20 May 2016

Exploring the changes in food law 500 years since the first recorded food regulation was introduced

The Reinheitsgebot regulation, also known as the "German Beer Purity Law" or the "Bavarian Purity Law" in English, was introduced in 1516 and stipulated that the "only ingredients used for the brewing of beer must be barley, hops and water." Its purpose was to ensure the quality of a product, protect the consumer and threaten legal sanction against non-compliers. This was hundreds of years before consumer protection laws came into force.

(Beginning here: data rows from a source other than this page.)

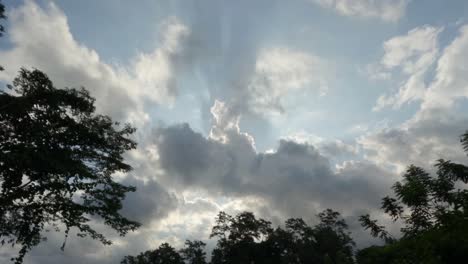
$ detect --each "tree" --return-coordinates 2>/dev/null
[0,1,6,37]
[357,131,468,263]
[0,0,6,71]
[180,240,206,264]
[210,212,273,264]
[0,69,139,263]
[120,243,184,264]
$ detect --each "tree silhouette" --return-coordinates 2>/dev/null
[357,132,468,263]
[120,243,184,264]
[0,0,6,37]
[0,69,139,263]
[0,0,6,71]
[180,240,206,264]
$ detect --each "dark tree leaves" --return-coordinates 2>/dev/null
[0,69,139,263]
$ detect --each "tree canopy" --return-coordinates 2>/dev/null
[357,132,468,263]
[121,209,354,264]
[0,69,139,263]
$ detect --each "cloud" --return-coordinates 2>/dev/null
[246,48,328,113]
[358,109,468,172]
[370,26,443,110]
[309,0,409,22]
[358,26,468,172]
[0,1,189,123]
[154,100,394,226]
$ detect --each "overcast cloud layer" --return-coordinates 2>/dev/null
[0,0,468,264]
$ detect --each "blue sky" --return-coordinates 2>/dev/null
[0,0,468,263]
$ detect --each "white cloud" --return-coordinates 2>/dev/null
[246,48,328,113]
[370,26,443,110]
[309,0,409,22]
[421,25,468,109]
[0,1,189,123]
[154,99,394,231]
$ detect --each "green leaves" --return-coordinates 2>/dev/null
[0,69,139,263]
[357,129,468,263]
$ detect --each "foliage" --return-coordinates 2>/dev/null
[122,209,354,264]
[0,69,139,263]
[357,132,468,263]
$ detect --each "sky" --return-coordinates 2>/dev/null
[0,0,468,264]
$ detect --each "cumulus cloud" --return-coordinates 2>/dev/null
[246,48,328,113]
[0,1,189,123]
[371,26,443,110]
[359,26,468,171]
[309,0,409,22]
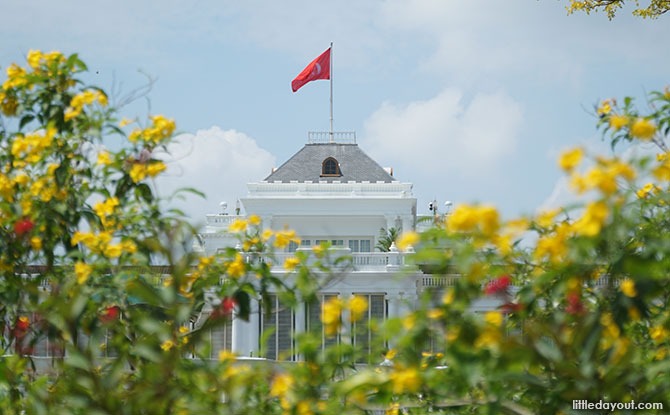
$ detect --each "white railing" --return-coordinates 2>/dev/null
[206,213,246,227]
[307,131,356,144]
[248,181,412,197]
[268,248,406,271]
[416,274,460,290]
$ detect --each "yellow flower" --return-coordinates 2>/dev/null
[348,295,368,322]
[597,99,612,115]
[426,308,444,320]
[447,205,500,236]
[98,151,112,166]
[30,236,42,251]
[558,147,584,172]
[284,256,300,271]
[573,201,609,236]
[161,340,175,352]
[119,117,135,127]
[104,244,123,258]
[219,350,237,362]
[442,288,456,305]
[147,161,167,177]
[630,118,656,140]
[619,279,637,298]
[74,262,93,284]
[128,163,147,183]
[249,215,261,226]
[610,114,628,131]
[227,253,246,279]
[142,115,176,144]
[402,313,416,331]
[396,231,420,251]
[0,91,19,117]
[70,231,96,248]
[270,373,294,397]
[261,229,274,242]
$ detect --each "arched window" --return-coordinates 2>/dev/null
[321,157,342,176]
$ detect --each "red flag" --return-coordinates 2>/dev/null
[291,48,330,92]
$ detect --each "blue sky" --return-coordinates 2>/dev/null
[0,0,670,228]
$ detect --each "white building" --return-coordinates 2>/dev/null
[196,133,498,360]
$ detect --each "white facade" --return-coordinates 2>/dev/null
[196,138,504,360]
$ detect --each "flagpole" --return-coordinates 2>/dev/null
[330,42,335,143]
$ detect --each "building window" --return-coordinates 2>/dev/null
[351,293,387,363]
[288,241,298,252]
[305,294,340,350]
[349,239,372,252]
[260,294,295,360]
[314,239,344,248]
[321,157,342,176]
[207,321,233,359]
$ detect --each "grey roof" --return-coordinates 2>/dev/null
[265,143,396,183]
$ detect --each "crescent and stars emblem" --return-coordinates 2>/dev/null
[311,62,321,76]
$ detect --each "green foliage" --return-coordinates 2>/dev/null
[567,0,670,20]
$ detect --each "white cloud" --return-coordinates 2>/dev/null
[362,89,523,177]
[157,126,275,228]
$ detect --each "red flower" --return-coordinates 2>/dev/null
[565,291,586,315]
[14,218,35,236]
[212,297,237,318]
[500,303,523,314]
[100,305,121,324]
[484,275,512,295]
[221,297,237,314]
[15,316,30,332]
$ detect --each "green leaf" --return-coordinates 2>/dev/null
[19,114,35,130]
[233,290,251,321]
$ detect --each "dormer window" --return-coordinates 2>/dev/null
[321,157,342,177]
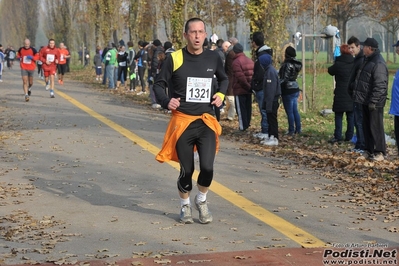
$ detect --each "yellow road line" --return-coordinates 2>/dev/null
[55,90,327,248]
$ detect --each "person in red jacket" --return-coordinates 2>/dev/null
[58,43,71,85]
[17,39,39,101]
[39,39,60,98]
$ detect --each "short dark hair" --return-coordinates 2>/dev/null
[339,44,351,54]
[252,31,265,46]
[346,36,360,46]
[184,18,206,33]
[216,39,224,48]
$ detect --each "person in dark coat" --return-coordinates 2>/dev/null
[347,36,366,153]
[222,41,236,121]
[278,46,302,135]
[352,38,388,161]
[258,54,281,146]
[328,44,355,143]
[232,43,254,131]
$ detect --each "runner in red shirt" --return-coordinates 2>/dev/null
[17,39,39,101]
[39,39,60,98]
[58,43,71,85]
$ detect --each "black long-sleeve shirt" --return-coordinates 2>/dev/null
[153,48,228,115]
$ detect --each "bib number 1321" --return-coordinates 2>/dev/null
[186,77,212,103]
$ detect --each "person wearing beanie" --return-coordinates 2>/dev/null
[328,44,355,143]
[233,43,244,54]
[351,38,389,161]
[279,46,302,136]
[251,31,273,140]
[152,39,162,47]
[285,46,296,58]
[163,41,175,55]
[258,54,281,146]
[232,43,254,132]
[134,41,148,95]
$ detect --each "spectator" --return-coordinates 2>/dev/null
[103,43,117,89]
[251,31,273,140]
[279,46,302,135]
[258,53,281,146]
[389,41,399,159]
[328,44,354,143]
[127,41,137,92]
[0,45,5,82]
[93,46,103,81]
[116,46,129,89]
[233,43,254,131]
[134,41,148,95]
[347,36,366,154]
[352,38,388,161]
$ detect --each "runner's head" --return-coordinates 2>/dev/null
[48,39,55,48]
[184,18,206,54]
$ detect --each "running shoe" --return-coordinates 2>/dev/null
[194,196,213,224]
[180,204,194,224]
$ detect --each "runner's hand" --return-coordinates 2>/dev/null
[168,98,180,110]
[211,94,223,107]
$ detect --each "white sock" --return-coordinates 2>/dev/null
[180,198,191,207]
[197,191,208,203]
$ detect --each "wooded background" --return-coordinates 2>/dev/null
[0,0,399,60]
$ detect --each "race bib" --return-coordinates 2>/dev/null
[186,77,212,103]
[22,56,32,64]
[46,54,55,62]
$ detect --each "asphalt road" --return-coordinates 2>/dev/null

As a result of this law, thousands of regulations covering the ever expanding food industry have since been created, introduced, reviewed and updated, instigating the food industry's journey of commitment to deliver safe and quality products to the consumer. They help to ensure that organisations along the entire global food supply chain utilise best practices and consistently deliver safe products to the consumer. Globalisation and advances in technology have both created a complex food supply chain with numerous and diverse stakeholders facilitating the process. Third party organisations like Intertek provide guidance to these organisations and help them to ensure compliance with the wealth of regulations in existence today. These have been put into place to address the challenges concerning food production, processing, distribution, packaging, retailing and labelling.

Food fraud is becoming increasingly prominent around the world, but has occurred within the supply chain for centuries. Regulations have therefore been put in place to minimise this risk for food businesses, with the help of third party organisations such as Intertek, who can, for example, provide a comprehensive range of untargeted screening and targeted adulteration methods to assess honey authenticity. As a latest innovation to minimise the risk of food fraud, we have recently launched an accredited analysis method for the direct quantification of mannose in honey using the liquid chromatography testing technique as an additional marker for adulteration with sugar syrups. In authentic honey, higher concentrations of mannose can be considered as unnatural and therefore indicate an unauthorised addition of sugar syrup.

Additionally, food labelling laws have also developed as a result of the Reinheitsgebot regulation and can create challenges for business wishing to export products to multiple markets due to the differing requirements for each country. Intertek's label validation service has been developed to address this challenge; focusing on food businesses wishing to sell in multiple markets and is supported by our network of experts across more than 100 countries. We provide regulatory translation and validation services to assess product labelling and to ensure that every aspect, including layout and language, complies with national and international legislation. We also evaluate product ingredients to ensure that they are allowed and are within legal limits.

The industry needs to ensure that it stays up-to-date with all upcoming regulatory changes in order to avoid costly delays to market. Two new upcoming food labelling laws within Thailand and Australia are key examples of new regulations to be aware of for businesses trading in these countries. From the 2nd December, 2016, labels on pre-packed foods in Thailand must comply with the Thai Ministry of Public Health Notification No.367 (2014), marking the end of a two-year transition period. Additionally, the Australian Government has created an Information Standard which sets out the new Country of Origin labelling requirements for food sold within the country. This new law will commence on the 1st July, 2016 and businesses will have a two year transition period until the new labels become mandatory.